Davis also revealed that the completion date for the transaction had been given an extension, with the deal "to be closed sometime in early October."
The conclusion to the agreement comes after a series of delays.
Early last month, Fosun's initial $1.26 billion purchase proposal of an 86 percent stake in Gland came into jeopardy. Reports were circulating in the industry that the Indian Cabinet Committee on Economic Affairs, chaired by Prime Minister Narendra Modi, might not grant approval to the transaction.
That came against a backdrop of political tension between the two countries over a renewed spat regarding territory in a remote area of the Himalayas, leading observers to speculate that it may have played a part in the delay. It is one of the most serious confrontations between the two Asian giants since a border war in 1962.
Yi Wang, a partner at Norton Rose Fulbright's Beijing office, had conceded to BioWorld Asia that it might have been the case.

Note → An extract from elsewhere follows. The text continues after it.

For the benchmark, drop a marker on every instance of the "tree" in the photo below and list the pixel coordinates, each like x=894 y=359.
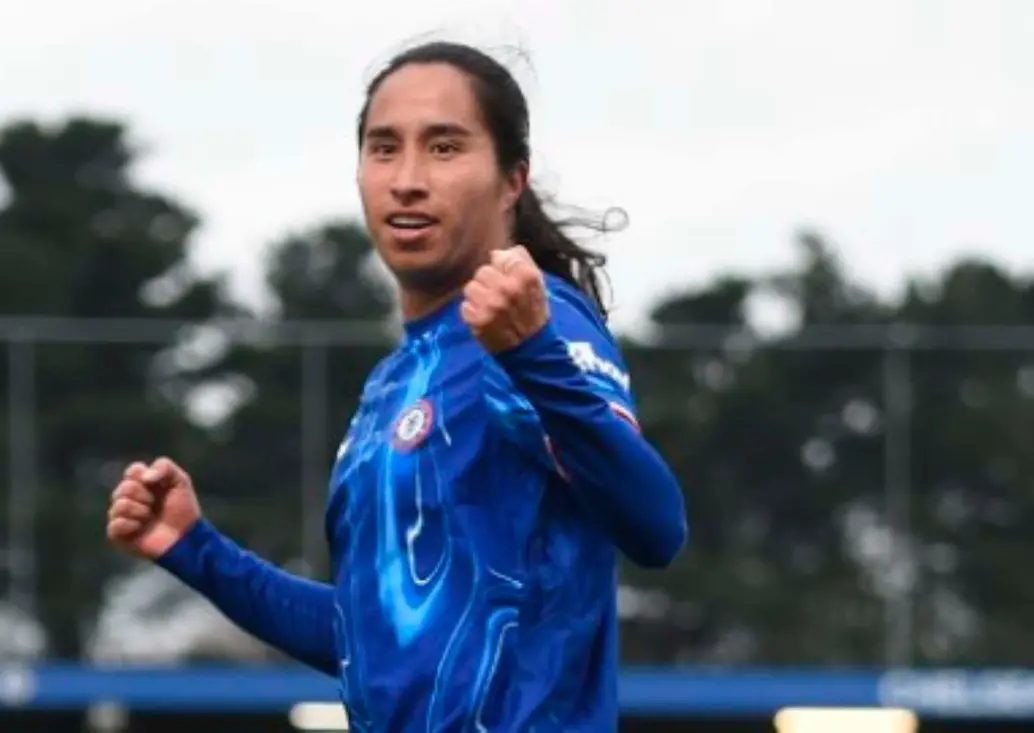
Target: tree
x=79 y=238
x=802 y=453
x=270 y=458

"It's possible that cross-border political tensions may affect business deals, as behind-the-scenes, internal pressure could have created greater scrutiny and delayed a green light for the agreement," said Wang.
The agreement had already received approval from Chinese authorities; a thumbs-up from the Indian Cabinet Committee on Economic Affairs, which has the power to block purchases of more than 75 percent in certain types of companies, would have sealed the deal. The amended agreement allows for automatic approval.
The move also comes in the nick of time before the expiry of other global approvals, such as anti-trust filings in the U.S. and India as well approvals from Chinese authorities.
Securing domestic approval might be more challenging as Chinese authorities are clamping down on cross-border investments. Last month, China issued a formal guidance for outbound direct investments by Chinese companies, classifying them into three groups: encouraged, restricted and prohibited. The aim is to discourage investments that are counter to China's national interests or "irrational" risk taking by Chinese conglomerates amidst increasing scrutiny by the government and the public.
Chinese billionaire Guangchang Guo, who heads parent company Fosun International Ltd., has had to defend his previous acquisitions, which include French margarine maker St-Hubert.
According to data from financial market platform Dealogic, Fosun has spent about $11 billion in outbound mergers and acquisitions since 2011. The deals in that period cover a wide range of areas, from real estate like the One Chase Manhattan Plaza building to entertainment companies such as Cirque du Soleil.